Il Weizmann Institute identifica nuovi bersagli immunoterapici nel carcinoma prostatico resistente ai farmaci

Ricercatori del Weizmann Institute of Science in Israele hanno presentato una promettente strategia di immunoterapia che prende di mira i tumori resistenti ai farmaci sfruttando proprio le mutazioni genetiche responsabili del fallimento terapeutico.

L’approccio si basa su uno strumento computazionale chiamato SpotNeoMet, che analizza ampi dataset di pazienti per identificare mutazioni di resistenza ricorrenti in grado di generare neoantigeni, frammenti proteici unici espressi esclusivamente dalle cellule tumorali. Questi neoantigeni possono innescare risposte immunitarie capaci di distruggere selettivamente le cellule tumorali resistenti, risparmiando i tessuti sani.

La validazione iniziale si è concentrata sul carcinoma prostatico metastatico resistente alla castrazione, dove la maggior parte dei pazienti sviluppa nel tempo resistenza alle terapie ormonali. SpotNeoMet ha identificato la mutazione H875Y del recettore degli androgeni, presente in circa il 7% dei casi, che genera tre neo-peptidi altamente immunogenici. Recettori delle cellule T isolati dal sangue di donatori sani hanno riconosciuto e ucciso cellule di carcinoma prostatico che presentavano questi neoantigeni in modelli di laboratorio e murini.

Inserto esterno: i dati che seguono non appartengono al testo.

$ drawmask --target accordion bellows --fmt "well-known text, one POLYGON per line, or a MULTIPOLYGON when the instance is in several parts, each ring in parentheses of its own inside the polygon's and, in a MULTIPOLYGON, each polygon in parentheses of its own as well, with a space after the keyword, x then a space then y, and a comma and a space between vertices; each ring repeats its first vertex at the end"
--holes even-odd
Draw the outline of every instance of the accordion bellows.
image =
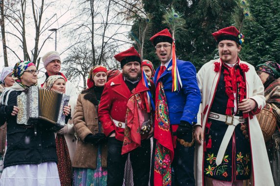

A differenza delle terapie personalizzate che richiedono settimane di produzione su misura per ciascun paziente, questo metodo consente una produzione “off-the-shelf” a partire da cellule di donatori, potenzialmente disponibile entro pochi giorni dalla conferma della mutazione tramite sequenziamento tumorale. Complessivamente, la strategia ha identificato sette mutazioni di resistenza di questo tipo, suggerendo una piattaforma espandibile ad altre vulnerabilità condivise tra popolazioni di pazienti.

Nota: collaboratori tra cui il Vall d’Hebron Institute in Spagna, la Princeton University, la University of Michigan, l’Hadassah Medical Center, lo Sheba Medical Center, la University of British Columbia, il Dana-Farber Cancer Institute, Weill Cornell Medicine, UCSF e il Memorial Sloan Kettering hanno contribuito allo sforzo multi-istituzionale pubblicato su Cancer Discovery.

Sebbene ancora in fase preclinica, questi risultati mettono in discussione la visione tradizionale della resistenza come barriera insormontabile, riposizionandola invece come una vulnerabilità sfruttabile. Studi futuri definiranno il percorso verso la sperimentazione clinica nell’uomo, con il potenziale di trasformare il trattamento del carcinoma prostatico e di altre neoplasie resistenti entro 3–5 anni.